Ad Click Event Aggregation

Digital advertising is a big industry with the rise of Facebook, YouTube, TikTok, etc.

Hence, tracking ad click events is important. In this chapter, we explore how to design an ad click event aggregation system at Facebook/Google scale.

Digital advertising has a process called real-time bidding (RTB), where digital advertising inventory is bought and sold:

Speed of RTB is important as it usually occurs within a second. Data accuracy is also very important as it impacts how much money advertisers pay.

Based on ad click event aggregations, advertisers can make decisions such as adjust target audience and keywords.

Step 1 - Understand the Problem and Establish Design Scope

C: What is the format of the input data?
I: 1bil ad clicks per day and 2mil ads in total. Number of ad-click events grows 30% year-over-year.
C: What are some of the most important queries our system needs to support?
I: Top queries to take into consideration:
- Return number of click events for ad X in last Y minutes
- Return top 100 most clicked ads in the past 1min. Both parameters should be configurable. Aggregation occurs every minute.
- Support data filtering by ip, user_id, country for the above queries
C: Do we need to worry about edge cases? Some of the ones I can think of:
- There might be events that arrive later than expected
- There might be duplicate events
- Different parts of the system might be down, so we need to consider system recovery
I: That’s a good list, take those into consideration
C: What is the latency requirement?
I: A few minutes of e2e latency for ad click aggregation. For RTB, it is less than a second. It is ok to have that latency for ad click aggregation as those are usually used for billing and reporting.

Functional requirements

Aggregate the number of clicks of ad_id in the last Y minutes
Return top 100 most clicked ad_id every minute
Support aggregation filtering by different attributes
Dataset volume is at Facebook or Google scale

Non-functional requirements

Correctness of the aggregation result is important as it’s used for RTB and ads billing
Properly handle delayed or duplicate events
Robustness - system should be resilient to partial failures
Latency - a few minutes of e2e latency at most

Back-of-the-envelope estimation

1bil DAU
Assuming user clicks 1 ad per day -> 1bil ad clicks per day
Ad click QPS = 10,000
Peak QPS is 5 times the number = 50,000
A single ad click occupies 0.1KB storage. Daily storage requirement is 100gb
Monthly storage = 3tb

Step 2 - Propose High-Level Design and Get Buy-In

In this section, we discuss query API design, data model and high-level design.

Query API Design

The API is a contract between the client and the server. In our case, the client is the dashboard user - data scientist/analyst, advertiser, etc.

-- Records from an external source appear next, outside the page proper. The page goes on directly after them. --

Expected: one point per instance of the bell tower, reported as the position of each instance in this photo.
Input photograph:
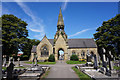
(60, 23)
(60, 28)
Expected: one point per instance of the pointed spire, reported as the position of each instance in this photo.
(60, 19)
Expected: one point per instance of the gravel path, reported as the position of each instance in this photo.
(62, 70)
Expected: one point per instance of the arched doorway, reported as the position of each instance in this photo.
(60, 54)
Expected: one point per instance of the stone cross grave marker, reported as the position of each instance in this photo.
(36, 60)
(18, 62)
(9, 61)
(4, 62)
(9, 71)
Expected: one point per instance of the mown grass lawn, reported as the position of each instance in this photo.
(75, 62)
(4, 68)
(81, 75)
(41, 62)
(117, 68)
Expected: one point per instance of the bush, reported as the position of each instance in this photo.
(24, 57)
(74, 58)
(51, 58)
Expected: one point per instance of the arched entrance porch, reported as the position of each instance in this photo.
(61, 54)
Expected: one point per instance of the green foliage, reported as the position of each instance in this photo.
(75, 62)
(14, 34)
(74, 58)
(41, 62)
(28, 46)
(108, 36)
(51, 58)
(81, 75)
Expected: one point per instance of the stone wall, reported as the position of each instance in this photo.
(78, 51)
(61, 44)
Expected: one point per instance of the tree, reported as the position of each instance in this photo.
(14, 34)
(108, 36)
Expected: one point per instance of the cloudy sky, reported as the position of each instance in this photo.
(80, 18)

Here’s our functional requirements:

Aggregate the number of clicks of ad_id in the last Y minutes
Return top N most clicked ad_id in the last M minutes
Support aggregation filtering by different attributes

We need two endpoints to achieve those requirements. Filtering can be done via query parameters on one of them.

Aggregate number of clicks of ad_id in the last M minutes:

GET /v1/ads/{:ad_id}/aggregated_count

Query parameters:

from - start minute. Default is now - 1 min
to - end minute. Default is now
filter - identifier for different filtering strategies. Eg 001 means “non-US clicks”.

Response:

ad_id - ad identifier
count - aggregated count between start and end minutes

Return top N most clicked ad_ids in the last M minutes

GET /v1/ads/popular_ads

Query parameters:

count - top N most clicked ads
window - aggregation window size in minutes
filter - identifier for different filtering strategies

Response:

list of ad_ids

Data model

In our system, we have raw and aggregated data.

Raw data looks like this:

[AdClickEvent] ad001, 2021-01-01 00:00:01, user 1, 207.148.22.22, USA

Here’s an example in a structured format: | ad_id | click_timestamp | user | ip | country | |——-|———————|——-|—————|———| | ad001 | 2021-01-01 00:00:01 | user1 | 207.148.22.22 | USA | | ad001 | 2021-01-01 00:00:02 | user1 | 207.148.22.22 | USA | | ad002 | 2021-01-01 00:00:02 | user2 | 209.153.56.11 | USA |

Here’s the aggregated version: | ad_id | click_minute | filter_id | count | |——-|————–|———–|——-| | ad001 | 202101010000 | 0012 | 2 | | ad001 | 202101010000 | 0023 | 3 | | ad001 | 202101010001 | 0012 | 1 | | ad001 | 202101010001 | 0023 | 6 |

The filter_id helps us achieve our filtering requirements. | filter_id | region | IP | user_id | |———–|——–|———–|———| | 0012 | US | * | * | | 0013 | * | 123.1.2.3 | * |

What are some pros and cons between storing raw data and storing aggregated data?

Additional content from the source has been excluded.